Pour l’emporter au premier tour, il faut obtenir 50 % des suffrages. Sinon, un second tour est organisé entre les listes ayant obtenu plus de 10 % des voix, qui peuvent éventuellement fusionner avec celles ayant atteint au moins 5 %. Le deuxième tour aura lieu le 22 mars.

La grande nouveauté de ce scrutin concerne les trois plus grandes villes, divisées en arrondissements : Paris, Lyon et Marseille (le « PLM »).

  • Jusqu’à présent, les citoyens élisaient les conseillers d’arrondissement, qui élisaient ensuite les conseillers de la ville, chargés de désigner le maire.

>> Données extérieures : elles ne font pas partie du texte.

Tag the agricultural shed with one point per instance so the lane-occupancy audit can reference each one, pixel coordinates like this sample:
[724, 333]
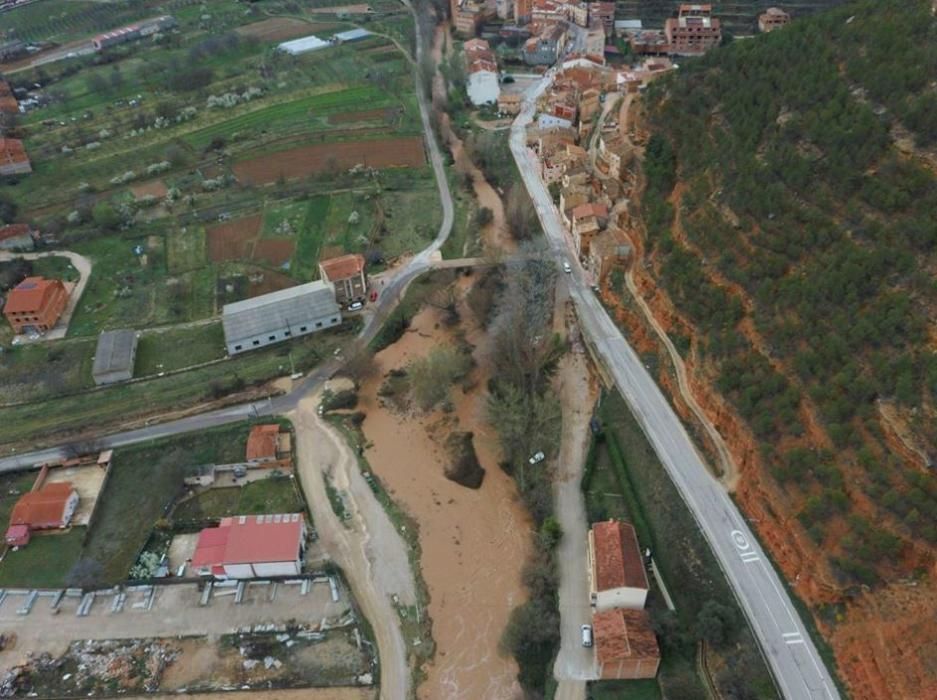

Ce système créait un scrutin indirect.
  • Désormais, les Parisiens, les Marseillais et les Lyonnais voteront deux fois le même jour : une fois pour les conseillers d’arrondissement, et une fois pour les conseillers de la ville.
  • Ce système implique de fait deux campagnes : une au niveau local de l’arrondissement, et une au niveau de la ville. Mais les habitants continuent d’élire des conseillers, et non le maire directement.

À Paris, Emmanuel Grégoire, candidat du Parti socialiste (PS, S&D), député et ancien premier adjoint de la maire sortante Anne Hidalgo, affronte Rachida Dati, adoubée par Les Républicains (LR, PPE) mais également par une minorité de ministres de l’actuel gouvernement.

  • Renaissance et Horizons (RE) ont également un candidat, Pierre-Yves Bournazel, qui affiche environ 12 % dans les sondages, parfois devancé par la candidate d’extrême-droite Reconquête (REC) Sarah Knafo.
  • Si Grégoire est quasiment assuré de l’emporter au premier tour avec environ 34 % des voix contre 28 % pour Dati, le second tour s’annonce très serré.

Dans la deuxième ville de France, à Marseille, le candidat du Rassemblement national (RN), Franck Allisio, arrive en tête ou en deuxième position dans les différents sondages, talonnant le candidat de la gauche unie (non insoumise) et sortant, Benoît Payan. 

  • La candidate soutenue par le gouvernement, ainsi que par LR, Martine Vassal, plafonne à environ 15-18 %.
  • Jusqu’à présent, la seule grande ville dirigée par le RN en France est Perpignan, qui compte 120 000 habitants — Marseille en a près de 900 000.

La plupart des élections municipales ont une dimension locale et les candidats sont sans étiquette.

  • Il est néanmoins impossible de ne pas y voir une première étape en vue de la présidentielle de 2027.
  • Outre Marseille, le RN estime avoir des chances de l’emporter à Nice — où Éric Ciotti (UDR-RN) est donné favori dans toutes les configurations face au sortant Christian Estrosi (centre-droit) — Toulon, Menton ou Calais.
  • De son côté, Renaissance/Horizons pâtit d’un ancrage local assez limité et, en dehors des cas de Paris ou de Strasbourg, où une liste autonome existe, le « socle commun » s’allie le plus souvent à la droite dans les grandes villes. Parfois, il présente des candidats sous ses propres couleurs, mais avec le soutien de LR, comme à Nice ou à Bordeaux. Parfois, il soutient directement le candidat LR, comme à Marseille, à Toulouse ou à Lyon.